Hell, the difference is super obvious: you can move while your enemies are moving, and vice versa. This is not turn-based. It isn't. At all. It doesn't even come close.
Look, I can't help it if your attention span is so short that you can't understand how a game like chess (turn-based) is strategically very interesting. But don't try to claim that you can 'fix' the game of chess by letting everyone move at the same time without it changing a thing about the game.
MajorDanger said:
You're looking at all the stories in a very linear way
Fallout 1, find a waterchip so we can survive. Oh, since that was too short here is your second mission: go find and destroy the super mutants. Fallout 1 gave you both a short and long term goal to achieve. You could also logically argue that the second half of Fallout 1s quest was to 'save the entire wasteland' since if you didn't they found your vault and killed you all anyway.
No, because the backdrop and reasoning was always entirely different. Fallout 3 is about saving the entire wasteland. Fallout was about saving your vault.
MajorDanger said:
And how is Fallout 3's linear main quest more so than Fallout 1? In Fallout 1 if you didn't snap to and find the waterchip you lost. Game over. In Fallout 3 you can choose to absolutely ignore the main quest with no consequences save for not being able to wear power armor without first advancing the main plot a little. And if you think time limits in video games are a good idea you're proveably wrong.
I am 'proveably' wrong? I haven't even claimed that time limits are a good idea, but I'd like to see you prove something that is based almost entirely on taste (time limits give you a sense of urgency, which can add greatly to a game's suspense).
Second, did you even play Fallout? You could do everything in that game in any order. You could destroy the mutant threat before finding the water chip (which, by the way, counted as ending the game), you could make significant choices at multiple paths in the storyline, you were never locked in any place or forced to go through one part of the storyline before continuing.
The *only* limit Fallout 1 put on you, was a time limit of 150 days to find the water chip (which isn't usually much of a problem, and can further be extended to 250 days).

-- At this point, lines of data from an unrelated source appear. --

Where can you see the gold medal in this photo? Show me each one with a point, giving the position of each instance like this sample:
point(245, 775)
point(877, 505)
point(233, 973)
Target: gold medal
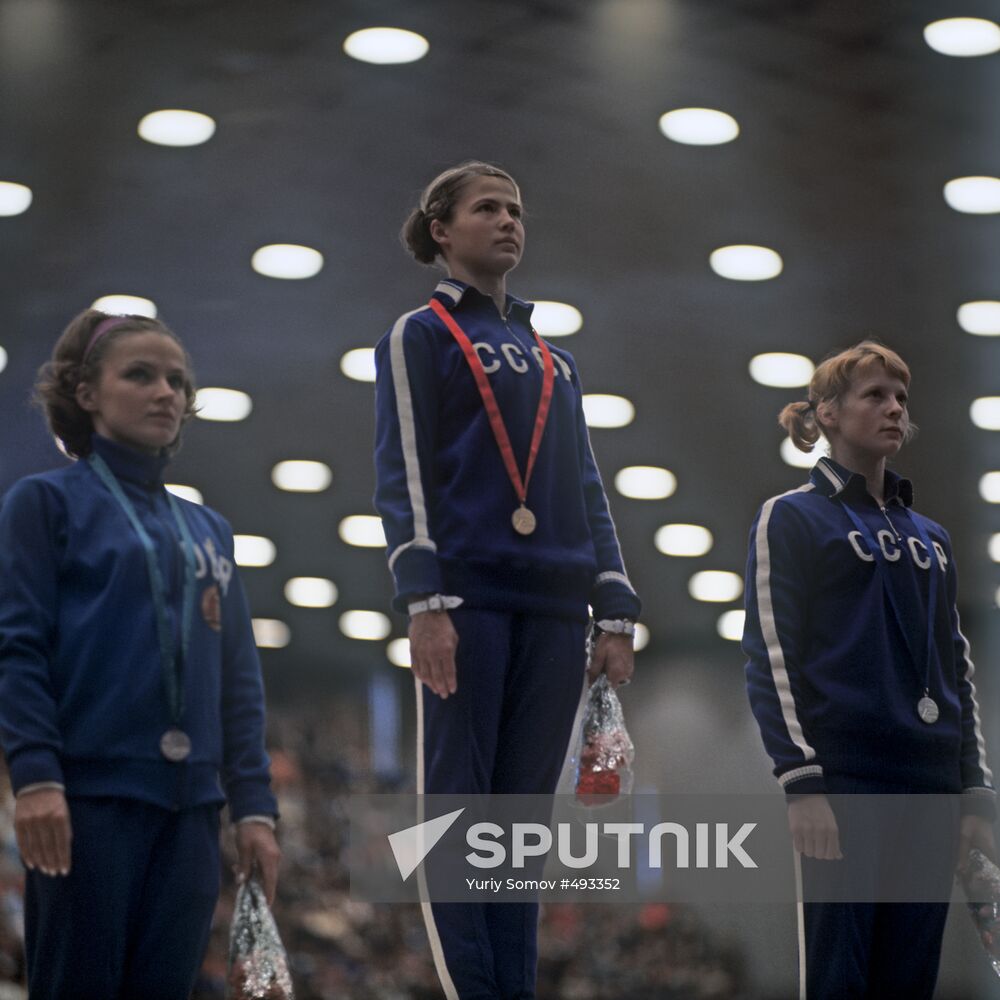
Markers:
point(523, 520)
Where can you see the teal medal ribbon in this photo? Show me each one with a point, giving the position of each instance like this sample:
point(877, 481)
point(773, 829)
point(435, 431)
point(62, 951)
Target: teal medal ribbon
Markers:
point(927, 708)
point(175, 744)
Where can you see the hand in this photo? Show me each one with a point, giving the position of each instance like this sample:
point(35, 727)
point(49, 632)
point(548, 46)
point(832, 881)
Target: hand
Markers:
point(613, 655)
point(44, 832)
point(814, 828)
point(433, 641)
point(975, 832)
point(255, 844)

Moreover, Fallout's main quest wasn't involved in a very big narrative which tries to establish family ties, personal relationships and forcing you through a load of dungeon crawls.
MajorDanger said:
It would appear that everyone here is jaded beyond the point of accepting Fallout 3 for being a decent game because we all had to wait so damn long for it (10 years).
Yes, we hate the game because we had to wait for it.
What?
Also, most people aren't claiming it's a horrible game of itself, they're claiming that it's a bad Fallout game.